Rob’s ice cream throat had a red inch-long slice on one side, so it had been a knife the bridge dude held there. He seemed fine besides that. “Is she around?” he asked. “She and you came together?” I shook my head and he folded up his legs and sat down beside me. Too close. I scooted over.
We didn’t say anything for a long time. Could have been an hour. I was thirsty. And hungry. I wondered if maybe I ought to eat from the garden.
Rob held out his water bottle for me and I took it and drank. When I gave it back he didn’t even wipe the mouth off.
The clouds pulled themselves apart and let this beautiful golden orange light streak through. The sun was going down. I’d slept the whole afternoon.
“Look,” said Rob. “Look. I know you and Aim—”
“You can’t call her that.”
“Yes I can! Listen. Look. You were with her before me and I don’t want to—to mess with that.”
As if he hadn’t. “And?”
“And—and we were talking.” Among other things. “And she was saying if we got married—if she got married she would want to marry both of us.”
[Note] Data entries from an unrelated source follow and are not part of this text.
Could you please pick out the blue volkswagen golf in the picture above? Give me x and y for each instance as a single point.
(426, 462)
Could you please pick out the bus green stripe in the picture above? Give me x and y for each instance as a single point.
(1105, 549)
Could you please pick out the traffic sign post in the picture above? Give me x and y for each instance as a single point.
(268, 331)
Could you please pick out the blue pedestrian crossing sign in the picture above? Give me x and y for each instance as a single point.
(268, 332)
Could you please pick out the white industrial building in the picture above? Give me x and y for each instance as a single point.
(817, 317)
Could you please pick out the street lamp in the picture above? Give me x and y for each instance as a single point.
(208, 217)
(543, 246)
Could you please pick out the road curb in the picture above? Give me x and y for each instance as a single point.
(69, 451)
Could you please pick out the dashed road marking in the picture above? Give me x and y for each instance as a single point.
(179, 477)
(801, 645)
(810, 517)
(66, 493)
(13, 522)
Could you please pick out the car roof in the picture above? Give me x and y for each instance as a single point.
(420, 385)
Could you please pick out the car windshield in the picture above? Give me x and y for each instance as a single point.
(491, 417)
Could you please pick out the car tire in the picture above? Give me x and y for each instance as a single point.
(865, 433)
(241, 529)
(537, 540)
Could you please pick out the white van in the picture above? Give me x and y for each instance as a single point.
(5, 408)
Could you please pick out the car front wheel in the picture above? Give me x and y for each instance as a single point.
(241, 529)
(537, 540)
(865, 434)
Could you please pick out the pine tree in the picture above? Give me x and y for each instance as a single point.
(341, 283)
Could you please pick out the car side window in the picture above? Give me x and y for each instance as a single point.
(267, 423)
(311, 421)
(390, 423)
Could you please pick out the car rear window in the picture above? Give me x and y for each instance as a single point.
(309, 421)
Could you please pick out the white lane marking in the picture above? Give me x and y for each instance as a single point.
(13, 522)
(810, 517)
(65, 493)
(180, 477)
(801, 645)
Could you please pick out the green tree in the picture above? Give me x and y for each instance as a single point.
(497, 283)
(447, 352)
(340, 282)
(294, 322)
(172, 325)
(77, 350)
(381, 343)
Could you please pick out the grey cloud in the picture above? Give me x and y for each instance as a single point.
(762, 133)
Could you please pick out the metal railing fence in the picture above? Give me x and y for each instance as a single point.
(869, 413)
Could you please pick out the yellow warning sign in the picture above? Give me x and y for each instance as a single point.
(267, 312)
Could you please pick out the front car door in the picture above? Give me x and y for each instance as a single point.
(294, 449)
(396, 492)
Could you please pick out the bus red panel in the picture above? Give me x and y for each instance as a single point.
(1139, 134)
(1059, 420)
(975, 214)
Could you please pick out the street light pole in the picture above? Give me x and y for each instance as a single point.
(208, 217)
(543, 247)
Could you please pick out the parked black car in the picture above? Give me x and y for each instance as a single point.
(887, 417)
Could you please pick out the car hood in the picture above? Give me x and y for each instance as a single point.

I stared at him hard to make sure he was serious. Me and Aim had teased each other about being married ever since we met in gym class. Even before people over twenty began going Otherwise.
Apparently I wasn’t the only one it was more than a joke for.
“So would you?”
“Would I what?” But I knew.
“Would you freakin marry me! Would you—”
“But I’m a lesbian! You’re a dude!”
“Well, duh.”
“And only because you wanna hook up with my chica? Unh-unh.”